Court Finds No ERISA Violation in Wachovia Fund Merger

Wachovia Bank did not violate the Employee Retirement Income Security Act (ERISA) when it sent a form letter to investors notifying them of a fund's merger with another fund, a court ruled.

The U.S. District Court for the Eastern District of Pennsylvania dismissed the claims brought by Olivet Boys’ & Girls’ Club of Reading and Berks County. The court ruled that Wachovia cannot be a fiduciary to the club’s Money Purchase Pension Plan under ERISA because it did not render investment advice. The court pointed out that even the club described Wachovia’s actions with respect to the new fund as marketing.

According to the court opinion, the relevant ERISA regulations explain that fiduciaries must have discretionary authority with respect to purchasing or selling securities for the plan on a regular basis, pursuant to a mutual agreement that the services “will serve as a primary basis for investment decisions” and that the investment advice will be “individualized.” However, under the agreement between Wachovia and the club, the exchange of plan shares could happen only after the club consented, and the agreement expressly states that Wachovia “has not, and will not, provide investment advice.”

The club shot itself in the foot when it alleged that “a simple review” would make “clear” Wachovia’s alleged misrepresentation that the funds are “substantially similar.” The court said that if the club is correct, it makes their claim that they relied on Wachovia’s misrepresentation when making the decision to exchange shares “unreasonable at best.”

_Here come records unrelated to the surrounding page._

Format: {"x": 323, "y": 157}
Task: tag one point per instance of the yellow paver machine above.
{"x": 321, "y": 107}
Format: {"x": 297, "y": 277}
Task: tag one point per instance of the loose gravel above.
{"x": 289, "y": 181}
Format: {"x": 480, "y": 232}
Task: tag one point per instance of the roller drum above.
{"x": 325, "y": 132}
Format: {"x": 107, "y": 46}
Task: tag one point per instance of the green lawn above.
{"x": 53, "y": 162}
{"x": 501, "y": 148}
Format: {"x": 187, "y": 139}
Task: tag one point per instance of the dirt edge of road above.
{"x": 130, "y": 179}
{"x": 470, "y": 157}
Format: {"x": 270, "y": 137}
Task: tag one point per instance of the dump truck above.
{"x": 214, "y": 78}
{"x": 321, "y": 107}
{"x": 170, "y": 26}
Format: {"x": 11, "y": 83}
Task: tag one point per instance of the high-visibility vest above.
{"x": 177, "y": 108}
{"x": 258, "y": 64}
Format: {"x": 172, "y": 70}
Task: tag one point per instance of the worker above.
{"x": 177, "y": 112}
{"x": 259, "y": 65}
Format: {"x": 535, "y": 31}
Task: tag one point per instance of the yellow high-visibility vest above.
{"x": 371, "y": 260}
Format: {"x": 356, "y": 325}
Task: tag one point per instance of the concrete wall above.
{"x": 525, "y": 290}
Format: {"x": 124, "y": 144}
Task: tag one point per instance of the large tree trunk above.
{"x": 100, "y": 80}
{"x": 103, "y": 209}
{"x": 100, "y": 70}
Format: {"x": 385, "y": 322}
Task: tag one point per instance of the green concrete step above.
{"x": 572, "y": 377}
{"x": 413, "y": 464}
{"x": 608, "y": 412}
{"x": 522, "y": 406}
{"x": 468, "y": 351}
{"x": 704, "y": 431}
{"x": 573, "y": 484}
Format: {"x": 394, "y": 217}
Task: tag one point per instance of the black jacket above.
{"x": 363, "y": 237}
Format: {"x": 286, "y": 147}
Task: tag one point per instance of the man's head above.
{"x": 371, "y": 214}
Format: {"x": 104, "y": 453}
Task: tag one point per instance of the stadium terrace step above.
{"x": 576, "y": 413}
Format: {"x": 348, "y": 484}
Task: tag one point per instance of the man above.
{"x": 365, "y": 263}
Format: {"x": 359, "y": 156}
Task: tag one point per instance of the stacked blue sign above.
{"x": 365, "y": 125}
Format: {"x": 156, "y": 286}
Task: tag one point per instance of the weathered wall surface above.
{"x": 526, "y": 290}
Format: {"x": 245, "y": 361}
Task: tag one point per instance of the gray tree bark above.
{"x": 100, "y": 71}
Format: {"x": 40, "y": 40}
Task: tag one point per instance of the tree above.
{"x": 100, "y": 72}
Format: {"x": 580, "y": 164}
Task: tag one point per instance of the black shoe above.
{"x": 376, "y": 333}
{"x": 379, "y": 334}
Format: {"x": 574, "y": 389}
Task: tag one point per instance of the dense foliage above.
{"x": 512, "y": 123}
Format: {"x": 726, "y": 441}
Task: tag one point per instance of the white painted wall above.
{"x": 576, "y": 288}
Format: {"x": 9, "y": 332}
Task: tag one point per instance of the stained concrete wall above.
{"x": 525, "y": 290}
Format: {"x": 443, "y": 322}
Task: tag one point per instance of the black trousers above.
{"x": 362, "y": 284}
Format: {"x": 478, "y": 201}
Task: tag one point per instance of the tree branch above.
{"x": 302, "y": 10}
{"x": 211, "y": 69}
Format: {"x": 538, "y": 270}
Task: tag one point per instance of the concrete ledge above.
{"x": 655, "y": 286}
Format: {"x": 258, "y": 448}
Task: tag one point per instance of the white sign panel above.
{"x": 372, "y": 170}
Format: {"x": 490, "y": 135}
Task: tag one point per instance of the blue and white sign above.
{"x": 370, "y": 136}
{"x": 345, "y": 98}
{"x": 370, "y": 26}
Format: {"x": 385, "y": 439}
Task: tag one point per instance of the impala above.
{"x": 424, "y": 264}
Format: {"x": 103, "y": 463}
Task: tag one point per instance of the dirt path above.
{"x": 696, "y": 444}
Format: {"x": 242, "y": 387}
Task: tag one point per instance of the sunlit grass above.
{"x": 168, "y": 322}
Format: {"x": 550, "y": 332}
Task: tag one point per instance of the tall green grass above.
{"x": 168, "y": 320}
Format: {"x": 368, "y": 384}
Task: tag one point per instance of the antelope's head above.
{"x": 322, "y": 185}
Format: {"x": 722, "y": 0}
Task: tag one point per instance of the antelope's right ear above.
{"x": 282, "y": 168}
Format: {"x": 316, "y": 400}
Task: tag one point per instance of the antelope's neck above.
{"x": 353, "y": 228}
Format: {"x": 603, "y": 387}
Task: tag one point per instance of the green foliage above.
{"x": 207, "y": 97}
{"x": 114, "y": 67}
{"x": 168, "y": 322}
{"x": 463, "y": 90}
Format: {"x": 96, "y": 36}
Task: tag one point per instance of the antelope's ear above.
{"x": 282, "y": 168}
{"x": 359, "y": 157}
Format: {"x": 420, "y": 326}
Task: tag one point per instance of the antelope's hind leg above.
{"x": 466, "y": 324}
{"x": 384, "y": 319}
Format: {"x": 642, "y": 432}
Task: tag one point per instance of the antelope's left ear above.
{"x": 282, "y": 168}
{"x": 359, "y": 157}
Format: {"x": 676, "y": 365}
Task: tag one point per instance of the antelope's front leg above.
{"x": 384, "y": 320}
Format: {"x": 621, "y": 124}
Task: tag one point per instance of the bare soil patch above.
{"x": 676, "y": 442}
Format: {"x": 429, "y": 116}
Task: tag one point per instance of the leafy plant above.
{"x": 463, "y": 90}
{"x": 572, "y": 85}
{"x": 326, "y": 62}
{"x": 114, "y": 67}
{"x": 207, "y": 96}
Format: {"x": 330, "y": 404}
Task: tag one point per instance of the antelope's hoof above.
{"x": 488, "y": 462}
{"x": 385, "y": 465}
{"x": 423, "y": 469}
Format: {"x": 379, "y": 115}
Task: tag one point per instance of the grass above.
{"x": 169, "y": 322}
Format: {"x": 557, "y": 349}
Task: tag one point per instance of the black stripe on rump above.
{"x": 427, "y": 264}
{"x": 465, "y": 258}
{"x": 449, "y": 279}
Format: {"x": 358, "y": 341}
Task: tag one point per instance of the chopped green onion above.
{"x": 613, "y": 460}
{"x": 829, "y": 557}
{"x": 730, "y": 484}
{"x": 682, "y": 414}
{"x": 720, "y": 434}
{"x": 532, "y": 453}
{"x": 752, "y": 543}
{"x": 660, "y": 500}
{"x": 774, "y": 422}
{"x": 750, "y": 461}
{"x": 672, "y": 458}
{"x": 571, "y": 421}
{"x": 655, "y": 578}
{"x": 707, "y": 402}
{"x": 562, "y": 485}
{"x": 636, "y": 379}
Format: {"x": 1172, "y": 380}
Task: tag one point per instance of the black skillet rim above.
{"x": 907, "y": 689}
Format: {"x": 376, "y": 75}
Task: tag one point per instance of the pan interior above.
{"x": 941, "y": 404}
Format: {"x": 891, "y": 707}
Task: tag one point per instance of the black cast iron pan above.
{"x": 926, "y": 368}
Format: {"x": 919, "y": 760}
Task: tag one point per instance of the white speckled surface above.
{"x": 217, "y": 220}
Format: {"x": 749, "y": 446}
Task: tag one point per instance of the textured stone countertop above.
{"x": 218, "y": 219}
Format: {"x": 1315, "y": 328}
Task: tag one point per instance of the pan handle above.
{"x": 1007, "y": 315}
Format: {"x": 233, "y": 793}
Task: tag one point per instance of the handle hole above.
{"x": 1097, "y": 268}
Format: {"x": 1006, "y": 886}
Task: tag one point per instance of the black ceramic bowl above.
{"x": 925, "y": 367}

In September 2007, Wachovia sent a form letter to the Club and others who were invested in the Evergreen Limited Duration Fund explaining that the fund would be merging into the Evergreen Ultra Short Opportunities Fund and requesting that the club consent to the exchange of the plan’s shares of the former fund for those of the new Ultra Short Fund. All of the plan’s assets were invested in the Limited Duration Fund.

The club claims that in the form letter, Wachovia misrepresented that the two funds’ investment objectives and principal investment strategies were “substantially similar,” so it consented to the exchange of shares on October 1, 2007. According to the club, as a result, its plan lost $200,000.

The case is Olivet Boys’ & Girls’ Club of Reading and Berks County v. Wachovia Bank N.A., E.D. Pa., No. 5:08-cv-4702.